LABOUR will hope to retain three Commons seats in by-elections today, including one in the North-East, despite signs of a strong showing for smaller parties.
Voters go to the ballot boxes in Croydon North and Middlesbrough following the deaths of MPs Malcolm Wicks and Sir Stuart Bell.
And also up for grabs is Rotherham, the seat vacated by Denis MacShane when he resigned after being condemned for abusing parliamentary expenses.
Ed Miliband's Opposition are odds-on favourites with bookmakers to keep hold of all three - won with healthy majorities in 2010 - with Middlesbrough seen as a near-certainty.
But there will be close attention on whether Respect can pull off a repeat of George Galloway's shock April victory in Bradford West in either of the others.
Mr Galloway overturned a 5,000 Labour majority - smaller than any being defended by Labour today - to storm home with a 10,000-vote lead.
Another threat is posed by the UK Independence Party, which pushed the Liberal Democrats into third place in the Corby by-election a fortnight ago.
Its profile has been significantly boosted in Rotherham by the storm over the removal by the Labour-run council of foster children from a couple because of their Ukip membership.
The total number of votes, as well as who they are for, will also be of interest following this months woeful turnout at the first police commissioner elections in England and Wales.

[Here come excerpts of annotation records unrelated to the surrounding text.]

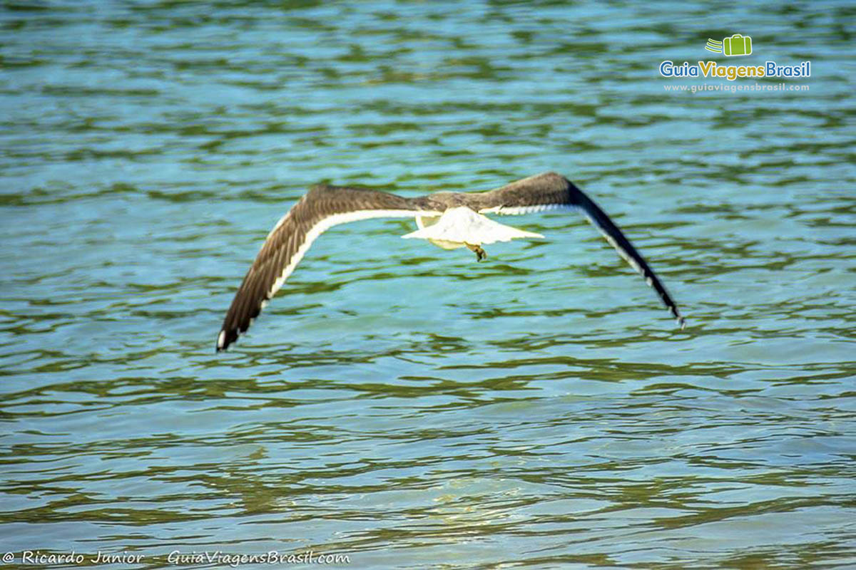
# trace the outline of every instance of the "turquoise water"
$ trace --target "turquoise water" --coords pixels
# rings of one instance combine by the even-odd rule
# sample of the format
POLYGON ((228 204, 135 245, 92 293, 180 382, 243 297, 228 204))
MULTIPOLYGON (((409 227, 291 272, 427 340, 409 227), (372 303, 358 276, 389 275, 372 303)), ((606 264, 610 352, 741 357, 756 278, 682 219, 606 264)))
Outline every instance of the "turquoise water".
POLYGON ((7 2, 10 566, 856 565, 854 15, 7 2), (752 56, 704 51, 737 32, 752 56), (810 90, 664 90, 728 84, 657 73, 709 57, 810 60, 786 82, 810 90), (547 238, 483 263, 370 220, 325 233, 214 354, 310 185, 417 196, 546 170, 626 230, 686 330, 577 215, 503 219, 547 238))

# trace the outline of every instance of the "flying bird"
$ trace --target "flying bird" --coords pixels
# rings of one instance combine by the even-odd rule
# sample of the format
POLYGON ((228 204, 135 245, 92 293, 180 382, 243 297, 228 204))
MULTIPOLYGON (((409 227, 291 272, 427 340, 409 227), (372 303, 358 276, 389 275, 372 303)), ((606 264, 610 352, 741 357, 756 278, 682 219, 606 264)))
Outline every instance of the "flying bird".
POLYGON ((247 331, 312 242, 333 226, 370 218, 414 218, 419 229, 402 238, 427 239, 444 249, 467 247, 480 261, 487 256, 482 248, 485 244, 544 237, 500 224, 485 214, 530 214, 560 208, 580 210, 641 273, 684 327, 684 318, 665 286, 609 216, 573 182, 544 173, 486 192, 437 192, 414 198, 363 188, 312 186, 268 234, 226 312, 217 350, 225 350, 247 331))

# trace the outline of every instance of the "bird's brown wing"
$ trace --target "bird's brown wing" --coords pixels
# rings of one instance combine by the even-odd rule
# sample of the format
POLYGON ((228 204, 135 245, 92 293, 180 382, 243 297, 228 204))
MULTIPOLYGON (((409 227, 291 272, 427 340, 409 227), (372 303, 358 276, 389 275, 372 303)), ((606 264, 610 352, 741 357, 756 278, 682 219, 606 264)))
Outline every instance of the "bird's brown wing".
POLYGON ((556 173, 545 173, 479 194, 466 194, 470 207, 480 214, 529 214, 561 207, 580 210, 619 255, 638 271, 659 296, 681 328, 686 322, 665 285, 641 254, 600 207, 573 182, 556 173))
POLYGON ((294 204, 268 234, 235 294, 217 335, 217 351, 247 331, 265 304, 292 273, 312 242, 338 224, 369 218, 439 215, 425 198, 405 198, 372 190, 318 185, 294 204))

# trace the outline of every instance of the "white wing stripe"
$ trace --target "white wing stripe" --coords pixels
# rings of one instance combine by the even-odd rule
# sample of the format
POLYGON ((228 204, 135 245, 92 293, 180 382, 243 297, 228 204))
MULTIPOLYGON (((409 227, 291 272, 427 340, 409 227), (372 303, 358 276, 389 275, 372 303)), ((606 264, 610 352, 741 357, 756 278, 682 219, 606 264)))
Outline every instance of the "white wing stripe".
MULTIPOLYGON (((268 290, 268 298, 273 297, 273 296, 276 294, 276 291, 282 286, 282 284, 285 283, 285 279, 288 278, 288 275, 291 275, 291 273, 294 273, 294 267, 296 267, 297 264, 300 262, 301 259, 303 259, 303 256, 309 250, 309 247, 312 244, 312 242, 318 239, 318 236, 334 226, 347 224, 350 221, 359 221, 360 220, 371 220, 372 218, 415 218, 417 216, 425 214, 440 215, 440 212, 407 209, 367 209, 356 210, 345 214, 335 214, 333 215, 327 216, 309 228, 309 232, 306 232, 306 239, 303 240, 303 243, 297 249, 297 251, 295 251, 294 255, 291 256, 290 260, 288 260, 288 264, 282 269, 282 273, 280 273, 279 277, 276 278, 276 280, 274 281, 273 285, 270 286, 270 289, 268 290)), ((276 227, 281 226, 282 223, 282 220, 276 224, 276 227)))

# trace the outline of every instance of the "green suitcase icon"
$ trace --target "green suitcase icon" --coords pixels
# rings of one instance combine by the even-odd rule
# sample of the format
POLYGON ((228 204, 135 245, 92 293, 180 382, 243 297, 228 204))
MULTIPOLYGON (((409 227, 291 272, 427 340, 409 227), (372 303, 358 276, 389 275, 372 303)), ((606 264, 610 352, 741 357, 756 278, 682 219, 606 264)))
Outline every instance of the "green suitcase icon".
POLYGON ((726 56, 748 56, 752 53, 752 38, 739 33, 723 38, 722 53, 726 56))

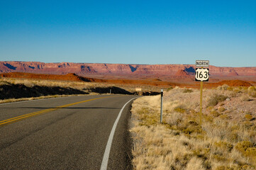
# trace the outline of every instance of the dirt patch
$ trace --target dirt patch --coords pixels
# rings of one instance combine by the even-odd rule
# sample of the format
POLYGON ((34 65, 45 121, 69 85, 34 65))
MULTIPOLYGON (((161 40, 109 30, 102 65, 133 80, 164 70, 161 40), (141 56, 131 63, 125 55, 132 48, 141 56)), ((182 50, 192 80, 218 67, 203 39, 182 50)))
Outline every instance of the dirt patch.
POLYGON ((23 84, 4 84, 0 86, 0 99, 40 97, 48 95, 88 94, 72 88, 60 86, 26 86, 23 84))
POLYGON ((7 78, 74 81, 86 81, 86 82, 89 82, 92 81, 92 79, 79 76, 74 73, 69 73, 65 75, 56 75, 56 74, 12 72, 12 73, 1 74, 1 76, 7 77, 7 78))

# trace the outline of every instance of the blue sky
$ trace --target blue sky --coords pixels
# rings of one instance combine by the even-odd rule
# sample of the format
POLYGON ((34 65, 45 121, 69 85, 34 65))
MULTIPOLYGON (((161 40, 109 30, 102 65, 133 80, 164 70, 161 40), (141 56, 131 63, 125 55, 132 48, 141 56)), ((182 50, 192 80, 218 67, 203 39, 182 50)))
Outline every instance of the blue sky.
POLYGON ((0 61, 256 67, 256 1, 0 0, 0 61))

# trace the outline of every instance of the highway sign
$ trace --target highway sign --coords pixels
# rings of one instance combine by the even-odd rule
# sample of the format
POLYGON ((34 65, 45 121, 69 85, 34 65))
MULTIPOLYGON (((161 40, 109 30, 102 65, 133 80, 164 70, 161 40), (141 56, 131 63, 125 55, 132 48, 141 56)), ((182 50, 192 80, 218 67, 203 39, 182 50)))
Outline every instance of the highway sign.
POLYGON ((209 60, 196 60, 196 67, 209 67, 209 60))
POLYGON ((208 81, 209 69, 196 68, 196 81, 208 81))

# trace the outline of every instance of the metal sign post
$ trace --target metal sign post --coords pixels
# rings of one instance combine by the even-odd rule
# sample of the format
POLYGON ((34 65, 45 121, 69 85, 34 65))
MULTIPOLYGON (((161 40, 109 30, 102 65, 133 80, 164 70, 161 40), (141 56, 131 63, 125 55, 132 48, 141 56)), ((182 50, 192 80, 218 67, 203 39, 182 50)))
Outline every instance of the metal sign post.
POLYGON ((162 123, 162 96, 164 96, 164 90, 161 89, 161 110, 160 110, 160 123, 162 123))
POLYGON ((200 125, 202 123, 202 103, 203 103, 203 81, 209 80, 209 61, 196 60, 196 77, 195 80, 200 82, 200 125), (207 68, 205 68, 207 67, 207 68))

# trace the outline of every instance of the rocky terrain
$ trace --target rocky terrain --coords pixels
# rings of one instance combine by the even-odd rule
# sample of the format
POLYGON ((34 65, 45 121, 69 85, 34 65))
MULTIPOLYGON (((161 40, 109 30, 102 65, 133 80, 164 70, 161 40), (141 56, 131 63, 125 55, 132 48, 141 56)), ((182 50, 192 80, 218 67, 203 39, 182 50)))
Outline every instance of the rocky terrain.
MULTIPOLYGON (((256 79, 256 67, 218 67, 210 66, 210 77, 226 79, 256 79)), ((126 77, 160 77, 165 79, 194 77, 194 64, 126 64, 97 63, 44 63, 37 62, 0 62, 0 73, 28 72, 80 76, 126 76, 126 77)))

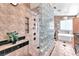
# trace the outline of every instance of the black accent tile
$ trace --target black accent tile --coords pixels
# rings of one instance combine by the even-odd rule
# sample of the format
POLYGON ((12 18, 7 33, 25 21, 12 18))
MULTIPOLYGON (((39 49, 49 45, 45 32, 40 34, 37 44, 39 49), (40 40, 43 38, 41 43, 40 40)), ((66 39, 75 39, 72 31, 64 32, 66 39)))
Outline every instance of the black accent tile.
POLYGON ((2 51, 0 51, 0 56, 7 55, 7 54, 9 54, 9 53, 11 53, 11 52, 13 52, 13 51, 15 51, 15 50, 17 50, 17 49, 20 49, 20 48, 22 48, 22 47, 28 45, 28 44, 29 44, 29 41, 25 41, 25 42, 23 42, 23 43, 21 43, 21 44, 18 44, 18 45, 16 45, 16 46, 7 48, 7 49, 5 49, 5 50, 2 50, 2 51))

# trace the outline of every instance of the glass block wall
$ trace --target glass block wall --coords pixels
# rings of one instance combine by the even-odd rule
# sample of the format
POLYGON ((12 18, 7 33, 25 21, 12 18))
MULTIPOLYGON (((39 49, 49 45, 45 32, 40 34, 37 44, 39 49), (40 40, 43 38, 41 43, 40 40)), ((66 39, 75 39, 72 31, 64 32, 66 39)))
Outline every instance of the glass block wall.
POLYGON ((54 38, 54 13, 48 3, 40 4, 39 10, 39 45, 41 54, 50 49, 53 45, 54 38))

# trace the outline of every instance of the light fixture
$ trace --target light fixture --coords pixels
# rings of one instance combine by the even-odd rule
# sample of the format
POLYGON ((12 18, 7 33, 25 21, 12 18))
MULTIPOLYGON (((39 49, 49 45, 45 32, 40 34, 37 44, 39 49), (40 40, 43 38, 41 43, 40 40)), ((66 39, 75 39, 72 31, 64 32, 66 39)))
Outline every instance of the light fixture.
POLYGON ((18 3, 10 3, 10 4, 12 4, 13 6, 17 6, 18 5, 18 3))

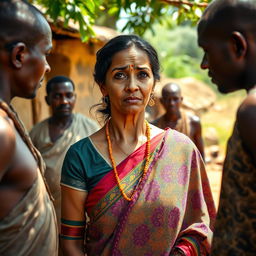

The fact that only around one in seven made it to polling stations - which has sparked an Electoral Commission review - was blamed partly on the time of the year.
In the post-war period, the lowest Commons election turnout was 19.6 per cent when Hilary Benn won Leeds Central in a June 1999 by-election.
Despite the dark evenings and colder, wetter weather, turnout in Corby - on the same day as the commissioner elections - was around 45 per cent.